Et il se mit à cingler les demoiselles, à tour de bras. Et des cris, des sanglots et des larmes.

— Pardon ! pitié ! miséricorde ! criaient-elles.

— Pitié, dites-vous ? Et avez-vous eu pitié, vous, de vos enfants, que vous avez fait mourir secrètement : vous, un ; vous, deux, et vous trois ?...

Ce n’est pas vrai ! criaient-elles.

Comment, ce n’est pas vrai ? Mais, c’est vous-mêmes qui me l’avez avoué ! Car sachez que je suis la prétendue malade à qui vous avez livré votre secret, dans la ferme.
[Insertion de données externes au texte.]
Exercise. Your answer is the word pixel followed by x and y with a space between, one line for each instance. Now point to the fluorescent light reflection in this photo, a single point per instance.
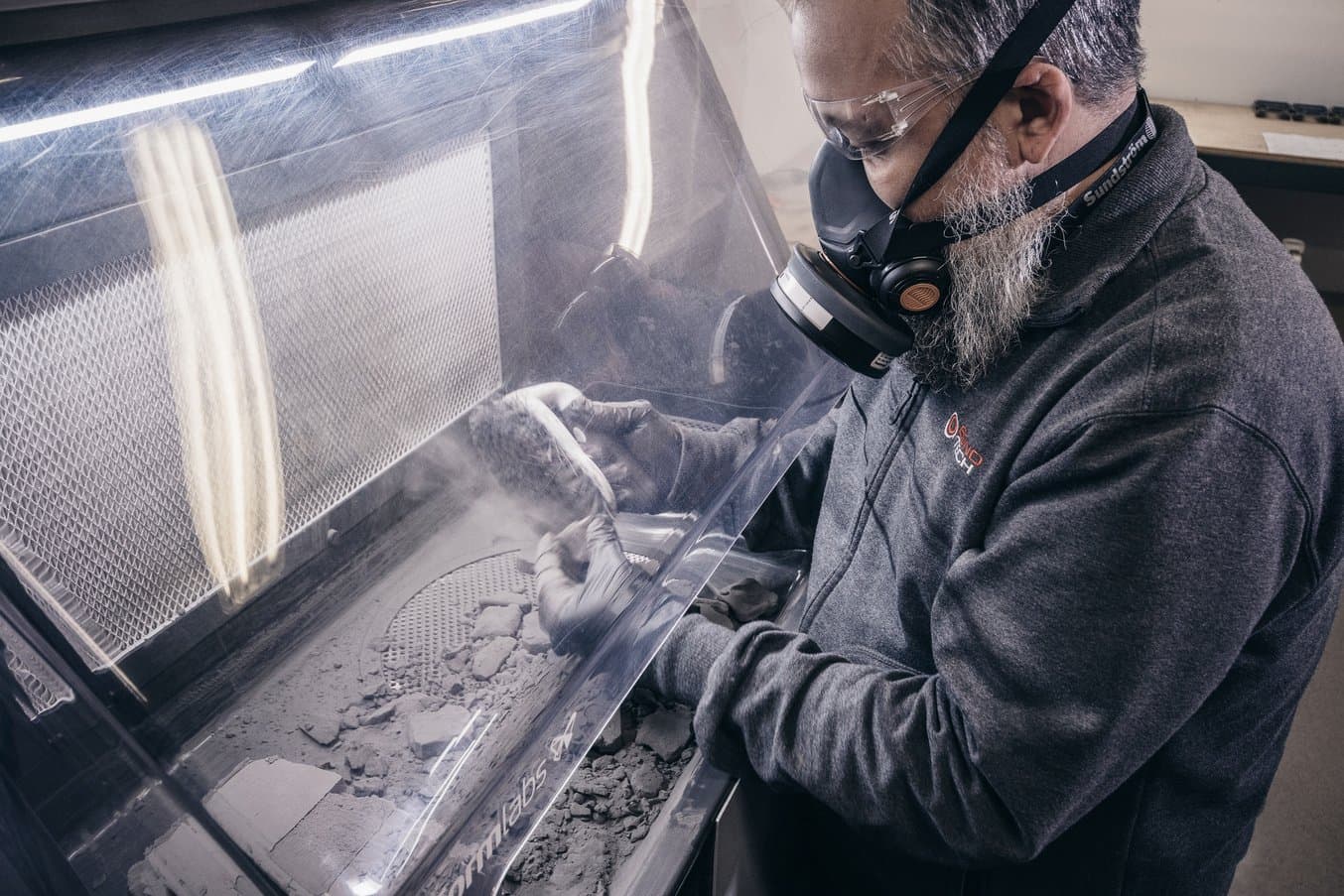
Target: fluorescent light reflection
pixel 216 353
pixel 413 837
pixel 636 67
pixel 147 103
pixel 458 33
Retournez, vite, chez vos parents, et que je ne vous revoie plus !

Et les pauvres demoiselles s’en allèrent, toutes honteuses et tout en larmes.

Alors, le jeune seigneur fit appeler la gardeuse de pourceaux :

— Il faut, Mademoiselle, lui dit-il, que vous me disiez, à présent, la vérité et avouiez qui vous êtes, car je sais que vous êtes autre chose que ce que vous paraissez.

— Qui je suis ? répondit-elle, une pauvre fille sans père ni mère, ni aucun soutien au monde, et qui a été bien heureuse d’avoir été prise, dans votre maison, pour garder les pourceaux.

— A quoi bon dissimuler, plus longtemps ? Vous êtes la fille du roi d’Espagne, et je sais pourquoi vous avez quitté le palais de votre père.

— Qui donc vous l’a dit ?

— Vous-même.

— Moi ?... Quand donc et où ?

— Dans la maison de la fermière, car c’est moi qui étais la prétendue malade couchée dans l’obscurité, sous l’escalier.

— Est-ce vrai, mon Dieu ?

— C’est parfaitement vrai, comme je désire vous avoir pour femme, et non une autre.

On écrivit au roi d’Espagne, qui se hâta de venir, et on célébra le mariage, et il y eut des fêtes et des festins magnifiques.

J’étais là moi-même, comme tournebroche ; mais comme je trempais mon doigt dans toutes les sauces, un grand diable de cuisinier vint, qui me donna un coup de pied dans le c. et me lança jusqu’ici pour vous conter ce joli conte.


Conté par Barbe Tassel,
Plouaret, 1869.


Serait-ce ici le thème primitif d’après lequel Perrault aurait écrit son conte si connu de Peau d’Ane ? Dans ce cas, il l’aurait sensiblement modifié, dans sa seconde partie surtout, en substituant l’épisode du gâteau et de l’anneau à l’épreuve de la ferme, dans le nôtre, qu’il aura jugé trop cru et trop réaliste pour les jeunes lecteurs à qui il s’adressait.